Key Research Areas

Packaging for Power Electronics

Besides die attach soldering and Al heavy wire bonding, new packaging concepts are pursued to built power electronics systems which shall provide improved thermal performance and higher reliability. By replacing the wire bond with an area contact on both sides of the chips the thermal performance can be improved.

Silver sintering is one of the new die attach technologies which result in a higher life time of the whole power package. Silver is ductile, it has a high melting point and a very high thermal conductivity. Therefore, especially for a higher performance and higher operating temperatures Ag sinter joints are very promising. There is another new joining technology currently under development which is referred t as “transient liquid phase soldering” or “bonding” (TLPS or TLPB). The idea behind this technology is that the Sn-based solder is transformed in intermetallic phases which have a higher melting temperature than the solder alloy has had before the joining has been carried out. The higher melting point is necessary to withstand higher operating temperatures or for withstanding subsequent soldering processes during manufacturing.
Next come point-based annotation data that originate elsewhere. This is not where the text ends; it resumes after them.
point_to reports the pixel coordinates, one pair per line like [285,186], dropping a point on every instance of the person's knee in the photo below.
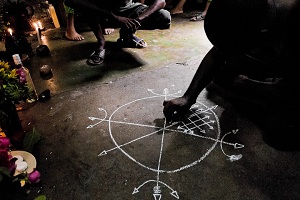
[165,19]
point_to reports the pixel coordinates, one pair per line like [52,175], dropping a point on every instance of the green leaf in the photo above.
[41,197]
[30,140]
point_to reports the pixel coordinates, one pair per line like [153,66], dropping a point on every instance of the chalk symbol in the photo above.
[199,121]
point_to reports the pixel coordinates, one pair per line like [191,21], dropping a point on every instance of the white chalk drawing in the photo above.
[144,129]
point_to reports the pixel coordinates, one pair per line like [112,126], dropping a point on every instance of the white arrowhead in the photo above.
[135,191]
[175,194]
[102,153]
[157,196]
[235,157]
[238,146]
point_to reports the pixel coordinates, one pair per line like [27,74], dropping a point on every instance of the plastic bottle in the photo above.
[33,94]
[53,16]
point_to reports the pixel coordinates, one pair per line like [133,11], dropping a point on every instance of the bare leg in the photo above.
[203,14]
[71,33]
[178,8]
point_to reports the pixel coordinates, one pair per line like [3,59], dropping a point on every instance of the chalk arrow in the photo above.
[135,190]
[102,153]
[238,146]
[175,194]
[235,157]
[157,196]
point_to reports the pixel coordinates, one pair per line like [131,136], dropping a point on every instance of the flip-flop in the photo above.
[97,58]
[197,18]
[134,42]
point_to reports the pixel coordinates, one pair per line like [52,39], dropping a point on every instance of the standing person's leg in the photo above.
[202,15]
[178,9]
[71,32]
[159,20]
[97,57]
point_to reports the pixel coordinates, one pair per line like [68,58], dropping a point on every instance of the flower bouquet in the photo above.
[13,89]
[17,171]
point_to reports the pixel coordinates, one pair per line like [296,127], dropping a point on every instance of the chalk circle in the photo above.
[138,129]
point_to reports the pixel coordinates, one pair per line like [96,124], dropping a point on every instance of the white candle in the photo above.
[37,29]
[10,31]
[40,25]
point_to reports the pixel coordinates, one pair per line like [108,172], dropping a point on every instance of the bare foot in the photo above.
[108,31]
[74,36]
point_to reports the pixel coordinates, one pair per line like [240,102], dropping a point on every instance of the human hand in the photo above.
[130,24]
[176,108]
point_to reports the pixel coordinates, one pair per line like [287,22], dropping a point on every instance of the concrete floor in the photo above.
[104,136]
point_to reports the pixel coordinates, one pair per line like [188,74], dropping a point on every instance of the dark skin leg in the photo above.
[97,30]
[206,72]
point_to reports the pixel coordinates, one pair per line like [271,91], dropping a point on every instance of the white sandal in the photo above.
[197,18]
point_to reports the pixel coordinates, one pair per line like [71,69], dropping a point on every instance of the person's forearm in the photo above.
[155,6]
[206,72]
The wire or ribbon bonds may also be improved regarding their life time. Using Cu wire instead of Al reduces the thermal mismatch between the Si die and the wire bond material. In order to be able to use Cu bonds the power chips have to have a Cu metallization on top. The IZM has the capability to deposit Cu layers on semiconductor wafers using electroplating.

Last not least the power package is accomplished by applying an encapsulation material, which can also be done at the Fraunhofer IZM.



Ultra-Compact, Ultra-Reliable Power Module

We are working with automotive manufacturers and suppliers to design and manufacture an ultra-compact power module with double-sided cooling for high power density applications as part of an industry-based research consortium on “Improving energy efficiency using power electronics”, which is funded by the German federal ministry of education and research (BMBF).